Abstract

As an authentically religious protagonist who values her life in terms of sin and punishment, Mara the concubine stands out from the entire gallery of Andrić's female characters. In the context Andrić hinted at through his analogous portraits of Mara and Nevenka, we compare the different reaction of these heroines to the evil they see and suffer: Mara soaks the world in as if through osmosis, and although she tries to flee from evil, she cannot stop the gradual but inevitable development of mental illness. Revictimized in her social surroundings, with reinforced feelings of guilt and without support in the church, Mara loses her mind. Mara is unambiguously a victim of evil, but she also appears as its silent witness, which gives her fate an extraordinary quality. By placing the suffering Mara in the position of a silent witness, Andrić points to her high level of empathy: as a listener, Mara helps Nevenka become and remain the agent in her own life and story. There is no dark side to the protagonist, she suffers her fate as a sensitive being completely void of negative emotions who senses that hatred transforms the victim into someone who perpetuates evil in the world.
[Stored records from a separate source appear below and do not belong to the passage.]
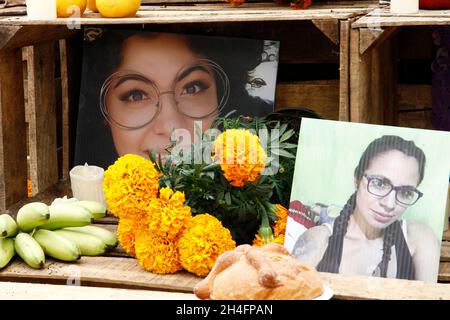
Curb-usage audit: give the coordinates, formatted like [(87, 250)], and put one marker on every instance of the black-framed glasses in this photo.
[(381, 187), (130, 100)]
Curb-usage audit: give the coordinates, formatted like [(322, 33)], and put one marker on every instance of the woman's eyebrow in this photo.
[(186, 72), (135, 77)]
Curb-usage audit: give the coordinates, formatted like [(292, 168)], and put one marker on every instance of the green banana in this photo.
[(32, 215), (29, 250), (67, 215), (8, 227), (89, 245), (6, 251), (57, 246), (106, 236), (97, 209)]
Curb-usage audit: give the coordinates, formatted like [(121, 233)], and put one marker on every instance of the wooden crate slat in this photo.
[(383, 18), (416, 119), (126, 273), (101, 271), (12, 37), (344, 71), (446, 236), (360, 287), (25, 291), (13, 149), (218, 13), (41, 110), (320, 96)]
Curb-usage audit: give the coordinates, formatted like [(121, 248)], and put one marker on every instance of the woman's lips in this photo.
[(381, 217)]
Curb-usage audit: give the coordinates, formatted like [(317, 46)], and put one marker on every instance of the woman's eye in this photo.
[(406, 194), (378, 183), (134, 96), (194, 88)]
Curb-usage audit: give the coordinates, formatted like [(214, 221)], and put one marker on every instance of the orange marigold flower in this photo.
[(202, 243), (29, 189), (156, 254), (279, 227), (258, 242), (167, 215), (130, 183), (240, 155), (126, 234), (236, 2), (300, 4)]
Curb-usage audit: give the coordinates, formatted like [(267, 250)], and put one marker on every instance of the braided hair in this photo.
[(393, 235)]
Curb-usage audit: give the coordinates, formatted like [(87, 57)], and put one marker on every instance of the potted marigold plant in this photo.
[(231, 186)]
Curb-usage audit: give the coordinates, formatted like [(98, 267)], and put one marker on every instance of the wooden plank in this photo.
[(446, 236), (408, 38), (385, 73), (329, 28), (27, 291), (445, 251), (58, 190), (100, 271), (414, 97), (213, 13), (126, 273), (444, 272), (371, 37), (383, 18), (13, 149), (359, 81), (416, 119), (344, 70), (65, 104), (42, 116), (372, 82), (360, 287), (320, 96), (22, 36)]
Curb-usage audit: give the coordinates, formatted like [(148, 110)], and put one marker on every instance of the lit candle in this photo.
[(447, 211), (404, 6), (41, 9), (87, 183)]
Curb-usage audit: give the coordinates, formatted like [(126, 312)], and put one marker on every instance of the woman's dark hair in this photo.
[(236, 57), (393, 235)]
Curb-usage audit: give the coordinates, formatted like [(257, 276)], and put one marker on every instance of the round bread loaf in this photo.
[(267, 273)]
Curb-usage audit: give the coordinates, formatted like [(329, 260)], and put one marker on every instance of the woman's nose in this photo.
[(389, 202), (168, 117)]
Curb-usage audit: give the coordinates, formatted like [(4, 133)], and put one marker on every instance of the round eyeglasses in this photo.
[(381, 187), (130, 100)]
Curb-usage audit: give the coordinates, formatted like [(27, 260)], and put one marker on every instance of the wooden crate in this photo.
[(123, 274), (320, 36), (309, 37), (379, 42)]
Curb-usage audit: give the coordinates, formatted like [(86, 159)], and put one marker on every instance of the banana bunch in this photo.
[(61, 231)]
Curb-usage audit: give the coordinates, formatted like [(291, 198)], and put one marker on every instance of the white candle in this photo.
[(447, 211), (404, 6), (41, 9), (87, 183)]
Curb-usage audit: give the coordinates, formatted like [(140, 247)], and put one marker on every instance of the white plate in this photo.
[(326, 295)]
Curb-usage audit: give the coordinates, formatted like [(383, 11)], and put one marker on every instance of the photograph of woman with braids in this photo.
[(138, 87), (387, 188)]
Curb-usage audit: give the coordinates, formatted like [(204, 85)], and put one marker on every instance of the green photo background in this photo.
[(329, 151)]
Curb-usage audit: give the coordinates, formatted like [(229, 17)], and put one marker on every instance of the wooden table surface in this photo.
[(127, 280), (382, 17), (205, 13)]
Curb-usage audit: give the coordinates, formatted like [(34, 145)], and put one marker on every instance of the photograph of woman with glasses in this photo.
[(138, 87), (370, 236)]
We have also demonstrated the compensatory role of Mara's dream, which she dreams right before the last strike that would be inflicted on her. The dream reminds the protagonist of her own worth which is of heavenly nature: the dream emphasizes the symmetry of the macrocosmos and the microcosmos, as well as the unbroken dialogue of the self with God, despite Mara's conscious conviction and emotion of being an isolated outcast.